ヒッポリュトスは乳母に誓って秘密を守り、だからお前にも告げなかったのだ。仮に話していたとしても、お前は信じなかっただろうがな。
テセウス
おお、なんということだ…女神よ、私は死にたい気持ちでいっぱいだ。
アルテミス
お前だけの罪ではない。あの女神の策略でもあるのだ。神々の世界には掟がある。神の計画は他の神には邪魔できない。私も、ヒッポリュトスが殺されるのをただ見ているしかなかったのだ。
コロスの長
おお、そこにおいたわしい若様がやってこられました。
(ヒッポリュトス、血まみれで僕たちに支えられて登場)
ヒッポリュトス
ああ、死神よ、早く来て、この苦しみから解放してくれ。
アルテミス
哀れな者よ。あまりに気高い心が、お前を破滅へと導いてしまったのだ。
ヒッポリュトス
ああ、アルテミス様…あなたの神々しい香りが漂ってきます。もう二度と、あなたの狩りのお供も、お仕えも叶いませぬ。
アルテミス
すべては、あの嫉妬深いアフロディテの策略だ。
ヒッポリュトス
ああ、今ようやく分かりました。彼女は、父上も、母上も、そして私まで一人で滅ぼしてしまったのですね。
テセウス
息子よ、私はもう駄目だ…生きる喜びもなくなってしまった。
アルテミス
二人とも、悔いるのはもうやめよ。

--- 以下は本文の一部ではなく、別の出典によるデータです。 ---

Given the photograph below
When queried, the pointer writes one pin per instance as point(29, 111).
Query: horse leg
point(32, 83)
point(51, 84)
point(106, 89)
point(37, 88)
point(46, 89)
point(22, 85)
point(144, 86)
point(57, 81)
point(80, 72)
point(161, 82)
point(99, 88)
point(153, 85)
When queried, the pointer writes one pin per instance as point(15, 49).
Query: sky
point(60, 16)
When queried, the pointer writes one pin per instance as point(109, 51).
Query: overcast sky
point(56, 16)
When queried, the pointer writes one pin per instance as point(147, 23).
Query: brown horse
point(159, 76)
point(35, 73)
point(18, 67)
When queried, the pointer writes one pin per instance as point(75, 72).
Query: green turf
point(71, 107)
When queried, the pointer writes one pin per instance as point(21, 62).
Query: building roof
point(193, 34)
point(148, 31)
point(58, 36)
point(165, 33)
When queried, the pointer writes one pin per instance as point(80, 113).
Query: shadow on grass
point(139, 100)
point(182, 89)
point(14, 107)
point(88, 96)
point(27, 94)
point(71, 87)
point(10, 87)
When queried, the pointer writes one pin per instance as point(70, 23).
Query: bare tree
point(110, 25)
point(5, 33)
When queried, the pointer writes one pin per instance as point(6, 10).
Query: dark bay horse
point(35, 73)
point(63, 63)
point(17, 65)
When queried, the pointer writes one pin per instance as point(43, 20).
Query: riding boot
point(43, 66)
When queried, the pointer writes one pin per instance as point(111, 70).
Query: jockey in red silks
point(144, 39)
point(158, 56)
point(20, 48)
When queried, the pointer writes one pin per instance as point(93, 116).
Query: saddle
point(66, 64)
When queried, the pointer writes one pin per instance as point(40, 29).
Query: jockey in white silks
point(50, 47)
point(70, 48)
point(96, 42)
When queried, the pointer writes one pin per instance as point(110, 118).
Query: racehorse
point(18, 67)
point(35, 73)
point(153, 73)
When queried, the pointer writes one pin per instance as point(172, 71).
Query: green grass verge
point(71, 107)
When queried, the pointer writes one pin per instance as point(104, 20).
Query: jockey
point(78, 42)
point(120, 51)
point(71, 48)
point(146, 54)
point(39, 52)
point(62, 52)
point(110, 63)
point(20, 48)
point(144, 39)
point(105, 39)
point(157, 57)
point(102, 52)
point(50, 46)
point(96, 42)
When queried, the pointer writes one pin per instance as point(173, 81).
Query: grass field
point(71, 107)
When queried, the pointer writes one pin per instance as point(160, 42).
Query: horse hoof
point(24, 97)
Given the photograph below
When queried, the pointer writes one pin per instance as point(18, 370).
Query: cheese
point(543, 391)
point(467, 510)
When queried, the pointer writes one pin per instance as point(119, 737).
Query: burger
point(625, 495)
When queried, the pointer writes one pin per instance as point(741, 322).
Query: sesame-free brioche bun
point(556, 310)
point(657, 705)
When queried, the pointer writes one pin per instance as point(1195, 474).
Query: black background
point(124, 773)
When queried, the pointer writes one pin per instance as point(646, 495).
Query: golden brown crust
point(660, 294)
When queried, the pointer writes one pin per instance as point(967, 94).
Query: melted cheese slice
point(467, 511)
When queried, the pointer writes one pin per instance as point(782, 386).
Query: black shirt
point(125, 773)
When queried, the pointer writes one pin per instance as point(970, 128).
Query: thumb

私がアフロディテの最も愛する者を、この矢で射抜き、恨みを晴らそう。さあ、テセウスよ、わが子をしっかりと抱きしめるがよい。では、さらばじゃ。
(アルテミス、姿を消す)
テセウスとヒッポリュトスの和解
ヒッポリュトス
ああ…目の前がだんだん暗くなっていきます。父上、どうか私を抱き起こしてください。
テセウス
息子よ、罪に汚れた私を残していくのか…。
ヒッポリュトス
父上、私の死は、あなたの罪ではありません。これが最後です…どうか、私の顔を外套で覆ってください。
テセウス
ああ、アフロディテよ、この仕打ちを私は決して忘れはしないぞ。